Oleh: Maulana Farras Ilmanhuda (Mahasiswa Hukum Unbraw)
LIPUTAN12.ID|JAKARTA – Semenjak adanya Covid-19 atau Corona, Pekerja dibingungkan apakah pekerja atau buruh tetap mendapatkan gaji penuh atau bolehkah perusahaan memangkas gaji pekerja tersebut.
Pada tanggal 13 April 2020 Presiden Republik Indonesia, Joko Widodo telah menerbitkan Keputusan Presiden (Keppres) No. 12 tahun 2020 tentang Penetapan Bencana Nonalam Penyebaran Corona Virus Disease 2019 (Covid-19) Sebagai Bencana Nasional.
Penetapan Bencana nonalam akibat Covid-19 menimbang karena meningkatnya jumlah korban, kerugian harta benda atau bisa disebut materiil, meluasnya cakupan wilayah yang terkena dampak Covid-19, Serta menimbulkan implikasi pada aspek sosial ekonomi yang luas di Indonesia.
Hal ini sangat berdampak bagi pengusaha/pemberi kerja, di mana ketidakpastian kondisi ekonomi saat ini dalam melangsungkan usahanya baik jangka pendek maupun jangka panjang. Pengusaha juga memikirkan masalah ketenagakerjaan yang menjadi salah satu faktor utama keberlangsungan usahanya.
Lalu, apakah boleh perusahaan memotong gaji pekerjanya dikarenakan Covid-19?
Berdasarkan Surat Edaran Menteri Ketenagakerjaan No. M/3/HK.04/2020 tentang Perlindungan Pekerja/Buruh dan Kelangsungan Usaha Dalam Rangka Pencegahan dan Penanggulanagan Covid-19 disebutkan bahwa “Bagi perusahaan yang melakukan pembatasan kegiatan usaha akibat kebijakan pemerintah di daerah masing-masing guna pencegahan dan penanggulangan Covid-19, sehingga menyebabkan sebagian atau seluruh pekerja/buruhnya tidak masuk kerja, dengan mempertimbangkan kelangsungan usaha maka perubahan besaran maupun cara pembayaran upah pekerja/buruh dilakukan sesuai dengan kesepakatan antara pengusaha dengan pekerja/buruh”.

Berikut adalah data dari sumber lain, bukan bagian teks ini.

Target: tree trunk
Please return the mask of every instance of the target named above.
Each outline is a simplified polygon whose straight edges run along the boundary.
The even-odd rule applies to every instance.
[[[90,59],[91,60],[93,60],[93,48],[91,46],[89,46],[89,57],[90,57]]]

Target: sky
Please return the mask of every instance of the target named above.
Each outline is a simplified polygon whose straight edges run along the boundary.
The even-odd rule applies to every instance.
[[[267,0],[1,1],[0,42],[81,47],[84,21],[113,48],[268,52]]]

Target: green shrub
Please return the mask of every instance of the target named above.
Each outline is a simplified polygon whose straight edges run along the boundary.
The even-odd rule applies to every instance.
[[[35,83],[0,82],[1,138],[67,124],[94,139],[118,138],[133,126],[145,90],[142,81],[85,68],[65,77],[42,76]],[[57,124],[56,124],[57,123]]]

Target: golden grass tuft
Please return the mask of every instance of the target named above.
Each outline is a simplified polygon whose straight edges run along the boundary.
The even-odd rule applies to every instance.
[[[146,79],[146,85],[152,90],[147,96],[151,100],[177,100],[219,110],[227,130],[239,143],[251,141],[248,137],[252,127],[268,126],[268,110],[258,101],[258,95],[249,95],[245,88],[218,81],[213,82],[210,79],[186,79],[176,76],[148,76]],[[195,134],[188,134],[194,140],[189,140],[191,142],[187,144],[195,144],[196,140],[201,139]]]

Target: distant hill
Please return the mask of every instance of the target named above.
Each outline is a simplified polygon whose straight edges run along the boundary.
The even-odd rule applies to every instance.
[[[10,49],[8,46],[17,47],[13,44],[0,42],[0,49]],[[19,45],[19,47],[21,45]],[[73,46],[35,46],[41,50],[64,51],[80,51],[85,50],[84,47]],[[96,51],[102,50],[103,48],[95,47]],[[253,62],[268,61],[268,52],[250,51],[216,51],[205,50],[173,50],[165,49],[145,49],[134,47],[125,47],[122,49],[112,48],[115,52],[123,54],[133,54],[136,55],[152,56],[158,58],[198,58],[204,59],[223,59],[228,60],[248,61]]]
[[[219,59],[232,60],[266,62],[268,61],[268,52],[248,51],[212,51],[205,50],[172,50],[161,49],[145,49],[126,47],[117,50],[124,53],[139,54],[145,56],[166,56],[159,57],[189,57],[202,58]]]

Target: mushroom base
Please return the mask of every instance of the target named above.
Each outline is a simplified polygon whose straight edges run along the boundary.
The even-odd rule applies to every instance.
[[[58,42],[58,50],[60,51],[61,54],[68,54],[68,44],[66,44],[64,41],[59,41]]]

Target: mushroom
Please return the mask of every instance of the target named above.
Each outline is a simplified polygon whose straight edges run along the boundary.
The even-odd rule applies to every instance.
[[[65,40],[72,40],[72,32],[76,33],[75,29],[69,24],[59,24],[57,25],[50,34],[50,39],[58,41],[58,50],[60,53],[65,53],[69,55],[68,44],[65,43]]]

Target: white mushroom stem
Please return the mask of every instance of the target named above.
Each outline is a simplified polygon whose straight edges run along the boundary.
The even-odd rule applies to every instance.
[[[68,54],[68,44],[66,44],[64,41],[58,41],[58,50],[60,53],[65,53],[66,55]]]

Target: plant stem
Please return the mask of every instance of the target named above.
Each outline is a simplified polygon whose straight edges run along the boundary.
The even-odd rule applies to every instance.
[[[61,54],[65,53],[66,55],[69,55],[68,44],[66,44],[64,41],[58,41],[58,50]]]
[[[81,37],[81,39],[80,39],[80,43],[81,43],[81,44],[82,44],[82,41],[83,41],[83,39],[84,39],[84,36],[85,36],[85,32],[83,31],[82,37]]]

Sesuai dengan Surat Edaran diatas berarti jawabannya perusahaan dapat memotong gaji pekerja/buruhnya. Namun, tidak boleh sewenang-wenang memotong begitu saja melainkan harus berdasarkan kesepakatan kedua belah pihak (pengusaha dengan pekerja/buruh).
Pada prinsipnya, perjanjian kerja baik tulis maupun tidak tertulis adalah perjanjian antara para pihak, di mana dalam hal ini bilamana terjadi perubahan pada syarat dan ketentuan di dalamnya maka harus ada kesepakatan bersama.